Cette référence au supplice du « pneu enflammé » choque, y compris au sein de l’ANC. Son image internationale se fissure. Son entourage, notamment le Mandela United Football Club, est impliqué dans des affaires graves, dont l’enlèvement et le meurtre du jeune Stompie Seipei Moketsi.
Condamnée en 1991 pour enlèvement, sa peine est réduite en appel. Devant la Commission vérité et réconciliation, son rôle exact continue de faire débat. Certaines accusations seront liées à des campagnes de désinformation menées par une unité gouvernementale appelée Stratcom, chargée de discréditer les opposants.
Winnie Mandela devient alors une figure paradoxale : héroïne pour les uns, symbole d’excès pour les autres.
La transition démocratique : divergences et séparation
En février 1990, Nelson Mandela est libéré. Le monde célèbre le couple, main dans la main. Mais derrière l’image, les fractures sont profondes. Winnie reproche à son mari d’avoir trop cédé dans les négociations avec le pouvoir blanc. Elle s’oppose à l’abandon des nationalisations et critique la Commission vérité et réconciliation, qu’elle juge trop conciliante. En avril 1992, Nelson Mandela annonce leur séparation. Le divorce est prononcé en 1996.
Winnie ne deviendra jamais Première dame.
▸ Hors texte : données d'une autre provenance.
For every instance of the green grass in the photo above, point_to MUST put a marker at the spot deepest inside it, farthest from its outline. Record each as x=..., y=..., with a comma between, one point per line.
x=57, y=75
Elle reste cependant une figure politique majeure : présidente de la Ligue des femmes de l’ANC, députée, vice-ministre des Arts et de la Culture dans le gouvernement Mandela en 1994
Une voix critique dans l’Afrique du Sud post-apartheid
Même après la fin officielle de l’apartheid, Winnie demeure une conscience radicale. Elle critique la corruption au sein de l’ANC. Elle dénonce les inégalités persistantes, le chômage massif des jeunes, la pauvreté dans les townships.
En 2010, elle reproche à Nelson Mandela d’avoir partagé le prix Nobel de la paix avec Frederik de Klerk et estime que les Noirs sud-africains n’ont pas pleinement bénéficié de la transition. En 2013, elle déclare « Ce qui se passe contredit totalement ce pourquoi nous nous sommes battus. » Ses paroles dérangent, mais elles résonnent auprès des plus défavorisés.
Mort et héritage d’une femme indomptable
Winnie Madikizela-Mandela meurt le 2 avril 2018 à Johannesburg. Dix jours de deuil national sont décrétés. Des milliers de Sud-Africains lui rendent hommage au stade d’Orlando.
Elle laisse derrière elle un héritage complexe.
- Elle fut courageuse, combative, parfois excessive.
- Elle fut victime d’un système brutal, mais aussi actrice de décisions controversées.
- Elle fut aimée, critiquée, redoutée.
Pourquoi Winnie Mandela reste une Succès Stories africaine
- Parce qu’elle a tenu debout quand tout semblait perdu.
- Parce qu’elle a porté une lutte pendant que les leaders étaient en prison.
- Parce qu’elle a refusé la soumission, même au prix de sa réputation.
- Parce qu’elle a rappelé que la liberté politique sans justice sociale reste incomplète.
Winnie Mandela n’a pas été une héroïne parfaite. Elle a été une combattante. Et l’histoire de l’Afrique n’oublie jamais celles qui ont combattu.